Cos’è una rivolta? Per farla semplice, è una rivoluzione che non è riuscita. Ma una rivoluzione che, prima di fallire, nasce con gli stessi ideali, con – spesso – le stesse dinamiche e le stesse ragioni delle grandi rivoluzioni che leggiamo sui libri di storia. E poi? E poi, vengono represse, spesso rapidamente così come si sono sviluppate, e sempre nel sangue: a raccontarci di alcune delle rivolte medievali del Trecento ci pensa Alessandro Barbero col suo nuovo libro, appena pubblicato per Laterza, All’arme! All’arme! I priori fanno carne!

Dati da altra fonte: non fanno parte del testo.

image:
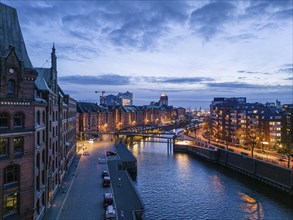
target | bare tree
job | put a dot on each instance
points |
(286, 142)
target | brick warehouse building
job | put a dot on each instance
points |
(37, 127)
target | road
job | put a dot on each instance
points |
(85, 196)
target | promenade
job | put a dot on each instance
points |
(81, 195)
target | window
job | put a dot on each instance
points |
(19, 120)
(44, 136)
(38, 138)
(4, 146)
(38, 117)
(10, 203)
(18, 145)
(11, 87)
(11, 174)
(44, 117)
(4, 120)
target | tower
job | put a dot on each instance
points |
(163, 99)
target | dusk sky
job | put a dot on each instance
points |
(191, 50)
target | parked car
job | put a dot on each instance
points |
(91, 140)
(106, 181)
(111, 153)
(86, 153)
(110, 212)
(105, 173)
(108, 199)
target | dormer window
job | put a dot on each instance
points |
(11, 70)
(11, 87)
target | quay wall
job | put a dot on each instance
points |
(271, 174)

Il titolo fa riferimento al grido che si alza nelle strade di Firenze nel luglio del 1378: è la rivolta dei Ciompi, dei lavoratori (soprattutto dell’Arte della Lana, detti appunto Ciompi) che si ribellano prendendo il controllo della città riuscendo addirittura ad avere un loro gonfaloniere e a ottenere il diritto di eleggere un terzo delle magistrature cittadine. Durò poco, e già il 31 agosto la rivolta venne sedata, ovviamente con violenza.
Quella dei Ciompi non è però la prima del secolo, e non sarà l’ultima: esattamente vent’anni prima, nel 1358, in Francia c’era stata la Jacquerie, che secondo gli storici dell’epoca (che un po’ di pregiudizi li avevano, spiega Barbero) cominciò quasi per caso. “E all’inizio non erano neanche cento. E dissero che i nobili, i cavalieri e gli scudieri svergognavano e rovinavano il regno e che sarebbe stata una buona cosa distruggerli tutti. La risposta fu: ha ragione, alla malora chi non ci sta”. In sostanza, un gruppetto di disperati che si mette insieme e decide quasi per caso di colpire i nobili e i signori; ecco, Barbero chiarisce che non andò esattamente così, ma che la Jacquerie (così come le altre rivolte del secolo, dall’insurrezione inglese del 1381 a quella dei Tuchini nel 1386) furono in realtà il risultato di una profonda presa di coscienza da parte di determinate classi sociali contro i nobili. Sono i contadini, gli artigiani, i borghesi di classe media, gli allevatori, tutti quelli dai quali il signore esige il pagamento delle tasse che non è richiesto invece a nobili e cavalieri. Una lotta di classe ante litteram, insomma, il proletariato contro il capitalista? In linea di massima è proprio così: ma che la storia si ripete sempre uguale a se stessa, purtroppo o per fortuna, si sapeva già.